Plan to immunize against COVID-19

COVID-19 vaccination in Nigeria is an ongoing immunization campaign against severe acute respiratory syndrome coronavirus 2 (SARS-CoV-2), the virus that causes coronavirus disease 2019 (COVID-19), in response to the ongoing pandemic in the country. Vaccination began on 5 March 2021. As of 28 February 2022, 17,914,944 people have received their first dose a COVID-19 vaccine, and 8,197,832 have received their second dose.

==History==
===Timeline===
====March 2021====
On 2 March, the first shipment of four million Oxford–AstraZeneca COVID-19 vaccine doses from the COVAX initiative arrived at Nnamdi Azikiwe International Airport.

Cyprian Ngong, a doctor at National Hospital, Abuja, became the first person in Nigeria to receive a COVID-19 vaccine on 5 March.

President Muhammadu Buhari received his first COVID-19 vaccine dose on 6 March.

On 21 March, Nigeria received an additional 300,000 doses of Oxford–AstraZeneca COVID-19 vaccines from MTN.

By the end of March, 0.7 million vaccine doses had been administered.

====April 2021====
On 6 April, Nigeria received 100,000 doses of Oxford–AstraZeneca COVID-19 vaccines from the Government of India.

By the end of April, 1.2 million vaccine doses had been administered.

====May 2021====
By the end of May, 1.6 million vaccine doses had been administered.

====June 2021====
By the end of June, 3.4 million vaccine doses had been administered.

====July 2021====
The vaccination campaign in Nigeria was paused on 9 July due to exhaustion of the first COVAX shipment that arrived in March.

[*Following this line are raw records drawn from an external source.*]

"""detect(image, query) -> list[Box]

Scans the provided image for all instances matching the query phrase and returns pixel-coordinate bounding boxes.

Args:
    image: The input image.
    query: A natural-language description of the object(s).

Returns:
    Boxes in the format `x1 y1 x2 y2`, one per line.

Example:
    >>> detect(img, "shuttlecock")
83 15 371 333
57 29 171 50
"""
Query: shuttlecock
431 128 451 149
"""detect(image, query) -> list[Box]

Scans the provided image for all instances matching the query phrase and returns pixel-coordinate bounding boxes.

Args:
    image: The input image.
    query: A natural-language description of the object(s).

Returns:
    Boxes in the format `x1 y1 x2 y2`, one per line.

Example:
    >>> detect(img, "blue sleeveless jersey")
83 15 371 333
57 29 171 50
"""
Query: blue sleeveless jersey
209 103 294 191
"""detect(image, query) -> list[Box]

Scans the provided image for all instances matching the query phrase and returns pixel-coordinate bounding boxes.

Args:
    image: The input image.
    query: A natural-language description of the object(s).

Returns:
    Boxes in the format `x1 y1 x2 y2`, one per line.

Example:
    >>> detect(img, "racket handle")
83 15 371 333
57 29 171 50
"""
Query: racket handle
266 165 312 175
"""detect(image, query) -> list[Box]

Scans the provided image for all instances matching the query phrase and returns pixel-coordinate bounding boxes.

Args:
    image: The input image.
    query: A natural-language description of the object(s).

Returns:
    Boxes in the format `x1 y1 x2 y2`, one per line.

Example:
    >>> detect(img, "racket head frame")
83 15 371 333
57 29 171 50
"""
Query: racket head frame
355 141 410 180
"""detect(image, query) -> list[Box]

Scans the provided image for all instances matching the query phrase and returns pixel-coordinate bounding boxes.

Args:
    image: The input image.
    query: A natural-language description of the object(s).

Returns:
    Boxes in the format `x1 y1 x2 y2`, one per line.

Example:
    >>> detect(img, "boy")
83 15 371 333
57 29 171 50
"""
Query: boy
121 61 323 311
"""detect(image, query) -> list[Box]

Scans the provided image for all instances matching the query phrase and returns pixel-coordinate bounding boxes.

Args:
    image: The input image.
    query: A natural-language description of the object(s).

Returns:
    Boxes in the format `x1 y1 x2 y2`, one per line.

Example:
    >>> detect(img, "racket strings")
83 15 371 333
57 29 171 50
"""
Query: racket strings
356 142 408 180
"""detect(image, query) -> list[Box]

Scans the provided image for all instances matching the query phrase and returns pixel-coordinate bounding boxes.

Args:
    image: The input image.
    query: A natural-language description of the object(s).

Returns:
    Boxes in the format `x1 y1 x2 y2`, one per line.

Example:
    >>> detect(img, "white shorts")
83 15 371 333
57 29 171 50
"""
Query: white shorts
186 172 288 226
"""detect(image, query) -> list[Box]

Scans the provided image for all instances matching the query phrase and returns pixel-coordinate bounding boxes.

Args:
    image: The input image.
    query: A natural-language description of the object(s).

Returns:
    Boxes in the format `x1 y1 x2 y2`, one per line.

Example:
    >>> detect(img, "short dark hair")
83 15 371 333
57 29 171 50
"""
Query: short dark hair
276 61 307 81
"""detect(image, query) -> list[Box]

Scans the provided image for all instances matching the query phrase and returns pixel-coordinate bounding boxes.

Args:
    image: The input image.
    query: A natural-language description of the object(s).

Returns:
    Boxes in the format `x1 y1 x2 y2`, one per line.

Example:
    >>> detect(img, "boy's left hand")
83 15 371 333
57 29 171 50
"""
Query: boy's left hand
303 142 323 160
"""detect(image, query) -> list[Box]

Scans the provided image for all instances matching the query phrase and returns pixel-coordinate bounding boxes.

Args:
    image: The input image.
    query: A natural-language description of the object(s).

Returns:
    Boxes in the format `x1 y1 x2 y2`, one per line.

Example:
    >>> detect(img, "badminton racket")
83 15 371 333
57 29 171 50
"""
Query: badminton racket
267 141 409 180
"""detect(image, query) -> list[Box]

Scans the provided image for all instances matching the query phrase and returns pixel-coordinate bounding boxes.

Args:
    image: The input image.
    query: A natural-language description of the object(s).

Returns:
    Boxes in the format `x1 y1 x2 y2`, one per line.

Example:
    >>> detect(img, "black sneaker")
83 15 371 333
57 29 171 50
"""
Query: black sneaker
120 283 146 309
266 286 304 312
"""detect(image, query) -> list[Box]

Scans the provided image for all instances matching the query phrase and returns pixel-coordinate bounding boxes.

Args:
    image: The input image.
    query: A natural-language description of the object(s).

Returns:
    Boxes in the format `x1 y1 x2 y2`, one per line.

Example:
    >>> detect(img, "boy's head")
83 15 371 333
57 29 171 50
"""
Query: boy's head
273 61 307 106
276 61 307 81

By the end of July, 3.9 million vaccine doses had been administered.

====August 2021====
On 1 August, Nigeria received four million doses of Moderna COVID-19 vaccines from the United States.

The second phase of the vaccination rollout began on 16 August.

By the end of August, 4.2 million vaccine doses had been administered.

====September 2021====
By the end of September, 6.9 million vaccine doses had been administered.

====October 2021====
On 8 October, Nigeria received 500,000 doses of Oxford–AstraZeneca COVID-19 vaccines from the Government of France.

By the end of October, 8.6 million vaccine doses had been administered. 4% of the target population had been fully vaccinated by the end of the month.

====November 2021====
By the end of November, 9.8 million vaccine doses had been administered. 4% of the target population had been fully vaccinated by the end of the month.

====December 2021====
Up to a million doses of the Oxford-AstraZeneca vaccine were destroyed by Nigeria due to their short expiry dates.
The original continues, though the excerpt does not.